NO EXISTE UNA RECETA ÚNICA PARA EL DESARROLLO
Por eso, la pregunta sobre el encadenamiento productivo no tiene una respuesta única. Si existiera una receta simple, todos los países la aplicarían y todos serían desarrollados. No es así. La relación entre ciencia, tecnología, economía y sociedad depende de la historia de cada país, de su cultura institucional, de su estructura productiva, de su posición geopolítica, de sus recursos naturales, de sus capacidades humanas y de la forma en que organiza el poder público y privado. Hay modelos muy distintos. Estados Unidos construyó buena parte de su liderazgo tecnológico combinando universidades de excelencia, agencias públicas poderosas, defensa, industria, capital de riesgo y una enorme capacidad estatal para financiar investigación de alto riesgo. Corea del Sur y Japón articularon educación, industria, Estado y planificación tecnológica de largo plazo. Alemania ha desarrollado una red de institutos aplicados, como los Fraunhofer, que conectan conocimiento avanzado con necesidades industriales. China ha hecho de la ciencia y la tecnología un eje estratégico de soberanía nacional. Ninguno de estos modelos es trasladable mecánicamente a Chile. Pero todos muestran algo común: el desarrollo científico-tecnológico no ocurre por generación espontánea ni por simple fe en el mercado. Se construye institucionalmente.
DOS INGENUIDADES CHILENAS
Sin querer caer en caricaturas, Chile ha tendido a moverse entre dos ingenuidades. La primera es suponer que basta con financiar proyectos científicos individuales para que, casi por decantación natural, aparezca innovación productiva en algún futuro indefinido. La segunda es creer que basta con atraer grandes empresas extranjeras para que Chile se transforme en un país tecnológico. Ambas visiones son incompletas. La primera no desconoce el valor de la investigación científica; al contrario, lo afirma. Pero subestima la necesidad de contar con sistemas de transferencia, escalamiento, ingeniería, propiedad intelectual, financiamiento tecnológico y demanda productiva. La segunda puede terminar reproduciendo una forma moderna de extractivismo: ya no sólo de cobre, litio, tierras raras, o agua, sino también de datos, talento, energía y territorios, sin que necesariamente queden en Chile capacidades tecnológicas propias.

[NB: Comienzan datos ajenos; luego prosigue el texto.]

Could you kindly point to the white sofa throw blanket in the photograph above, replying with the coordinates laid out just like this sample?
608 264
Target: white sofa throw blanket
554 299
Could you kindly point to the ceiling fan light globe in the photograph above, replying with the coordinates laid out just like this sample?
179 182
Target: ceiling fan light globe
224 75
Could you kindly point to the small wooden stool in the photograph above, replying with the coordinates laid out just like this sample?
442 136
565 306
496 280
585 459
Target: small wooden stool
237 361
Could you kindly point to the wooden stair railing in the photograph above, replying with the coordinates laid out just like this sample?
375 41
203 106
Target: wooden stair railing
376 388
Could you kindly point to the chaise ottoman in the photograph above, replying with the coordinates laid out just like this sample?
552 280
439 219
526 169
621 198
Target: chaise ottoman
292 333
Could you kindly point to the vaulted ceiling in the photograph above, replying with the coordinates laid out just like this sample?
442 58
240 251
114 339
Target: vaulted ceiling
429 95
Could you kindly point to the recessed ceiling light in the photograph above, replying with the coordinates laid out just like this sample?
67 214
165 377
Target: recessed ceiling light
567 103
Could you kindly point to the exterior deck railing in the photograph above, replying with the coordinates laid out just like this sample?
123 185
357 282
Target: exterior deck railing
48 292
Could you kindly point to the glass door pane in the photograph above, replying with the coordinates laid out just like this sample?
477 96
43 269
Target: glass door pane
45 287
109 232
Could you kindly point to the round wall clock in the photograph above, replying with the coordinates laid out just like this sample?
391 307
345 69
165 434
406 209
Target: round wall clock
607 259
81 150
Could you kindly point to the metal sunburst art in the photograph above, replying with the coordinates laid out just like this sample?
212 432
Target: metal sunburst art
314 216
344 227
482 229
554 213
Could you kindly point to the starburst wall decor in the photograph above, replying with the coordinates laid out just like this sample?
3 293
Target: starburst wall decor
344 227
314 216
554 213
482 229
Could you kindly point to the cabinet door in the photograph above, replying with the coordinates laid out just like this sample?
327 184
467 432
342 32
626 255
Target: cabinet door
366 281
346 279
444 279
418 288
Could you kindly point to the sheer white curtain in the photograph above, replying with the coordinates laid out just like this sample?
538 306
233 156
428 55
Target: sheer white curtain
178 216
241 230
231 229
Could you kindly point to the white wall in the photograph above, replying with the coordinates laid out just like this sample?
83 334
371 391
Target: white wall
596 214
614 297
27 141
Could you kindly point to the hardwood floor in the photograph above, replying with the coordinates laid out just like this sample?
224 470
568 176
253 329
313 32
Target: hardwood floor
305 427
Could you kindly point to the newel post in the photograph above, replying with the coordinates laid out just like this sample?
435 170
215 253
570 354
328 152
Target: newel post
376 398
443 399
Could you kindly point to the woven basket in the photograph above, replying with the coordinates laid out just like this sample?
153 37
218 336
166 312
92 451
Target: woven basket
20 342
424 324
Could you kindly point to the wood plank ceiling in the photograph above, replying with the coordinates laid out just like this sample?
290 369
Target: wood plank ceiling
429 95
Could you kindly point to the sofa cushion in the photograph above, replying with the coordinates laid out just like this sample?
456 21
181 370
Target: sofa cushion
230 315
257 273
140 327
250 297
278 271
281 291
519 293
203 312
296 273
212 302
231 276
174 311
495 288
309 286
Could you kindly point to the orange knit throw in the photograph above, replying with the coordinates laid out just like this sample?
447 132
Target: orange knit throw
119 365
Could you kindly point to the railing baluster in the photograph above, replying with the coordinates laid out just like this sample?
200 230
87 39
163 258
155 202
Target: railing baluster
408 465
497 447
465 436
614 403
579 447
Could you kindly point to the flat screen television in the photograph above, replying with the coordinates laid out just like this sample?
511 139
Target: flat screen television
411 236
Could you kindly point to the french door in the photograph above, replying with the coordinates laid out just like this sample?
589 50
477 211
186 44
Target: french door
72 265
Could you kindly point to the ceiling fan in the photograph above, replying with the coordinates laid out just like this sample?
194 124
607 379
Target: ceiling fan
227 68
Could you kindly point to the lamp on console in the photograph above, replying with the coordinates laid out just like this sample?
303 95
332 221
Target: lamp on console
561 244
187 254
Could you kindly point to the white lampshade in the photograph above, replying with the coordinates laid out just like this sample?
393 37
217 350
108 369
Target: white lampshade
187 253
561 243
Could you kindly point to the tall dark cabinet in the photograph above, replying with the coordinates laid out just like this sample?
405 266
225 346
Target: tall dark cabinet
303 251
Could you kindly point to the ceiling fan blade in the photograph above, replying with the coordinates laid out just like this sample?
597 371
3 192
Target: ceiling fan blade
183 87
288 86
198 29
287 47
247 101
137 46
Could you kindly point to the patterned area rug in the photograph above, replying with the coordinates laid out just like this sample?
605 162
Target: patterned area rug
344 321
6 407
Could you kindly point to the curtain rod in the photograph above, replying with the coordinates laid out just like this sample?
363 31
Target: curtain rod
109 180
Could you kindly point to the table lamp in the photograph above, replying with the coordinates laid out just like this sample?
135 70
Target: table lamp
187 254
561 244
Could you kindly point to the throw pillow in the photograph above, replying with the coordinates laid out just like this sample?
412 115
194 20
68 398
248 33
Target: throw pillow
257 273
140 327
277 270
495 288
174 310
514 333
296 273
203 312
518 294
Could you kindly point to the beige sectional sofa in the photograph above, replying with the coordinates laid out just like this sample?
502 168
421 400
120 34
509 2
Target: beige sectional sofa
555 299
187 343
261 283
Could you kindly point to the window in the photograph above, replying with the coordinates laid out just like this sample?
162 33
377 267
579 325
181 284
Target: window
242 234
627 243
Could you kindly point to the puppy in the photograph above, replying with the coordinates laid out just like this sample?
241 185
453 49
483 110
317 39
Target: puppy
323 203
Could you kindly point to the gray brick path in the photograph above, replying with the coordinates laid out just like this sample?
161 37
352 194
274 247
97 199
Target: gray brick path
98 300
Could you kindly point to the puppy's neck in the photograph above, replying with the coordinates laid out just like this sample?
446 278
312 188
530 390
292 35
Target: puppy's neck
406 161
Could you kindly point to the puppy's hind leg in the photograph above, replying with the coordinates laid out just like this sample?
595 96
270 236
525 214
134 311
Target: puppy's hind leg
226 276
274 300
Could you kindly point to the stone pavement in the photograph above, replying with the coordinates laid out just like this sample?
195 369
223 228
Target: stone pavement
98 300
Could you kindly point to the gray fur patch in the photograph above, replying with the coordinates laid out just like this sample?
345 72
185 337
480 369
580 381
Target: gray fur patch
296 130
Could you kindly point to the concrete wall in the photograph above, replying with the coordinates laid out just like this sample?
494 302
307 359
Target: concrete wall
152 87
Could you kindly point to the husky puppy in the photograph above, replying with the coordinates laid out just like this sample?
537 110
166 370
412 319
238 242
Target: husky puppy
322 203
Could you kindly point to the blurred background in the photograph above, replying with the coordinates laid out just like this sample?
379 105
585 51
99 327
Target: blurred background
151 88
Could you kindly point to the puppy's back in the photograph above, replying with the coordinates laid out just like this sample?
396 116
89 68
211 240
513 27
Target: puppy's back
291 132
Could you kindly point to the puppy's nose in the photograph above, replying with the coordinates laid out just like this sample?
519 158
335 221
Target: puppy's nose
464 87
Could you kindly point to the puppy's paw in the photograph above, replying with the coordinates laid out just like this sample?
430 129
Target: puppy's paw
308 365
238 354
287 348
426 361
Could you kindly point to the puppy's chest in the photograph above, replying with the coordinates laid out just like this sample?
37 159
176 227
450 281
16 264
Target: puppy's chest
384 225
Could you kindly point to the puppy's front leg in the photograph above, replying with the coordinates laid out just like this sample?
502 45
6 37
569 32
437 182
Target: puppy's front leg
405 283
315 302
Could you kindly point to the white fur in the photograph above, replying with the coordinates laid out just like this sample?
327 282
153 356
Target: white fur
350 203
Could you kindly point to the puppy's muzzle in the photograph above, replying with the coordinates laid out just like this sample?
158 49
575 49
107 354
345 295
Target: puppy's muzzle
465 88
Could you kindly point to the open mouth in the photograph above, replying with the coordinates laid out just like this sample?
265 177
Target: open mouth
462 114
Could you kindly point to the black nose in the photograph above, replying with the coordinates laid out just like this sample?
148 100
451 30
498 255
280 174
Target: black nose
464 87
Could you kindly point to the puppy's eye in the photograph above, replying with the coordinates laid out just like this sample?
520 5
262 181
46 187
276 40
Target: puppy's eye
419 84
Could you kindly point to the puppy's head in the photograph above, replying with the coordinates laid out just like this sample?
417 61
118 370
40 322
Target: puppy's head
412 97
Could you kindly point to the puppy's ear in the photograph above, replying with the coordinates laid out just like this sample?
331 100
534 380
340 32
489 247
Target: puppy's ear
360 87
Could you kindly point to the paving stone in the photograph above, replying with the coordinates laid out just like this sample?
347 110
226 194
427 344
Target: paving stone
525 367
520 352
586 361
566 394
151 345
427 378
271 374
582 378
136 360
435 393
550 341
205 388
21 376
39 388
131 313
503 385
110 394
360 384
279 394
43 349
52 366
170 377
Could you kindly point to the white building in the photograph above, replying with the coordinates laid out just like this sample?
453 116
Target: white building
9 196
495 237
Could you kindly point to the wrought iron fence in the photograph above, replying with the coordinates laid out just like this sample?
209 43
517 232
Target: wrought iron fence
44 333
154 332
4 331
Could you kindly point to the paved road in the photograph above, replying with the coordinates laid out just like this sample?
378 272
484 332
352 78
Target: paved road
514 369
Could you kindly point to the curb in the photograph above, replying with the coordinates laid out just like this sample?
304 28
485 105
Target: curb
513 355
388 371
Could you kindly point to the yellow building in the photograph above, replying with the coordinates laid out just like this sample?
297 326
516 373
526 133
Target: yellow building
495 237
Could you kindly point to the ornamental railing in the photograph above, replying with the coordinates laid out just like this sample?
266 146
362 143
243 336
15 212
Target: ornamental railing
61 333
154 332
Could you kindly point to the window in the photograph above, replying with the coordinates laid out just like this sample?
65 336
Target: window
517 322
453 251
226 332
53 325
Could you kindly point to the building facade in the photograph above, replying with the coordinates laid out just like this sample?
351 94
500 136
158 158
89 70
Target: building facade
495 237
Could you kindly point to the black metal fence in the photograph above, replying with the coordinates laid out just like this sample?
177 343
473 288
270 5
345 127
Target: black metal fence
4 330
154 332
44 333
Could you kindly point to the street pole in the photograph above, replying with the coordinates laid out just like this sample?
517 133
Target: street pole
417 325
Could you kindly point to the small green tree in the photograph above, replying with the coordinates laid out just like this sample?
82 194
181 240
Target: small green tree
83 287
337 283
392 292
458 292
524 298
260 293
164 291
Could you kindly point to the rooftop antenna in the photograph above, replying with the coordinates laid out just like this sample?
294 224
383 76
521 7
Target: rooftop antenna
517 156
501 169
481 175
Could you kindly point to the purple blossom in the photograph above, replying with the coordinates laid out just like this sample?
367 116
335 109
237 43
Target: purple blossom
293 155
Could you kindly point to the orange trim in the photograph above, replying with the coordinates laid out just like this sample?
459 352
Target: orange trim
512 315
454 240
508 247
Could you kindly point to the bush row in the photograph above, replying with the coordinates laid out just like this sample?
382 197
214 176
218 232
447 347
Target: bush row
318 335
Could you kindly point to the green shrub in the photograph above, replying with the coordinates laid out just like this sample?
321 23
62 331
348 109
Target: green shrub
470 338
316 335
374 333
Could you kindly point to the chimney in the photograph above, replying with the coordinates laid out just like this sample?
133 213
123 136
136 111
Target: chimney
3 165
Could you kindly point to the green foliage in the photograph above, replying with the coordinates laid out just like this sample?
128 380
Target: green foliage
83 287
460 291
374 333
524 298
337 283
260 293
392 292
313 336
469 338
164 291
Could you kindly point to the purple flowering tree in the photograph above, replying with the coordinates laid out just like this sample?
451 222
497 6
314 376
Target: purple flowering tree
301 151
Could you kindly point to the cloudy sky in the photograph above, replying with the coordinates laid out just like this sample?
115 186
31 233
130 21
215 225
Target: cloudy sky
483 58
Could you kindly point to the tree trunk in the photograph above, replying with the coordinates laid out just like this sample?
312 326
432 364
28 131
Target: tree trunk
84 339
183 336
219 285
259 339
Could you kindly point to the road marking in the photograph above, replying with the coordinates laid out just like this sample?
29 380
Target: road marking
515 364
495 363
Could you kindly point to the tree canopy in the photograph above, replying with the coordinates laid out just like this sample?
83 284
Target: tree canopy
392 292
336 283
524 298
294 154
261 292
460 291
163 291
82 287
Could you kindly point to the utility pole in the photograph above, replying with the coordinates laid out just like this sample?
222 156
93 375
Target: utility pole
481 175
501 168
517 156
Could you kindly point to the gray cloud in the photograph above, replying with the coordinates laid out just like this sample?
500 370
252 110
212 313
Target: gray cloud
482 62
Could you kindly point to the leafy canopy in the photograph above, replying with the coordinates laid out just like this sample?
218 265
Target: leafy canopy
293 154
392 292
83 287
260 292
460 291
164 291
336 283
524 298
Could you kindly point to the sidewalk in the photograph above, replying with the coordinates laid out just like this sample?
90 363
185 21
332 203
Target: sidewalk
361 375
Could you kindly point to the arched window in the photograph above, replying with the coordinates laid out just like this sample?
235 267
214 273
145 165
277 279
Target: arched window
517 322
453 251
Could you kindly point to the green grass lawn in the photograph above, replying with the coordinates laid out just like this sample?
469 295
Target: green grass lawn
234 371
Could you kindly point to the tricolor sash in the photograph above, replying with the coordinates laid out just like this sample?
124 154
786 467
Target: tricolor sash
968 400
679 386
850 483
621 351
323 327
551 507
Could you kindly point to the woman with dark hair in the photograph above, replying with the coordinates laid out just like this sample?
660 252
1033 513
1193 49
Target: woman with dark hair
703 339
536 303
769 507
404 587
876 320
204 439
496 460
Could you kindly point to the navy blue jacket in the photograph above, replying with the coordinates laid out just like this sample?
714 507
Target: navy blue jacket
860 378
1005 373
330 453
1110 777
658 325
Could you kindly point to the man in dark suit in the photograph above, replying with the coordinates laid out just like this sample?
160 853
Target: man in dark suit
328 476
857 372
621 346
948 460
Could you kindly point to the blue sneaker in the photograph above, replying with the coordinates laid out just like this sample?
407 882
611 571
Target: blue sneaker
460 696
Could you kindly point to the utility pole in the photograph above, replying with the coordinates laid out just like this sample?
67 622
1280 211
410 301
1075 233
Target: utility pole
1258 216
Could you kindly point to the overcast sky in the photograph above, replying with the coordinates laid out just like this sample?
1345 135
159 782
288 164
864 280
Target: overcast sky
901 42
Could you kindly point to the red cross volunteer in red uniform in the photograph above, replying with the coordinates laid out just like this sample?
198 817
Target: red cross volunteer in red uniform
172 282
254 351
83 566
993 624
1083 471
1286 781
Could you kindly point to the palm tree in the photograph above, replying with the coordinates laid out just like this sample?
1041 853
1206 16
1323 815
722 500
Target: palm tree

EL MINISTERIO DE CIENCIA NO ES CORFO
En este punto conviene distinguir roles institucionales. Chile creó en 2018 el Ministerio de Ciencia, Tecnología, Conocimiento e Innovación no para reemplazar a CORFO ni para convertirse simplemente en una agencia de atracción de inversiones. Para eso ya existe una institucionalidad de fomento productivo, con décadas de historia. La misión del Ministerio de Ciencia es más amplia y más delicada: orientar estratégicamente la generación de conocimiento, fortalecer la investigación en todas las áreas, articular el sistema científico-tecnológico, promover la formación de capacidades humanas avanzadas, impulsar la innovación de base científico-tecnológica y contribuir al desarrollo sostenible, territorial, cultural, social y económico del país. La propia Ley 21.105 señala que el Ministerio debe fomentar un balance adecuado entre investigación inspirada por la curiosidad e investigación orientada por objetivos de desarrollo del país o sus regiones. Esa distinción no es burocrática. Es conceptual. No toda innovación nace de la ciencia, y no toda ciencia se transforma directamente en innovación. Pero cuando la innovación nace de la ciencia suele requerir tiempos largos, inversión paciente y capacidades sofisticadas. Un emprendimiento digital puede crecer con rapidez si encuentra mercado, capital y talento. Una tecnología basada en nuevos materiales, biotecnología, energía, medicina nuclear, inteligencia artificial avanzada, semiconductores, astronomía instrumental, fusión nuclear o tecnologías espaciales requiere laboratorios, equipamiento, regulación, ensayos, certificaciones, escalamiento industrial y equipos humanos altamente especializados. En esos casos, pedirle a un proyecto científico de tres años que “genere empleos” de manera inmediata es no entender la cadena completa.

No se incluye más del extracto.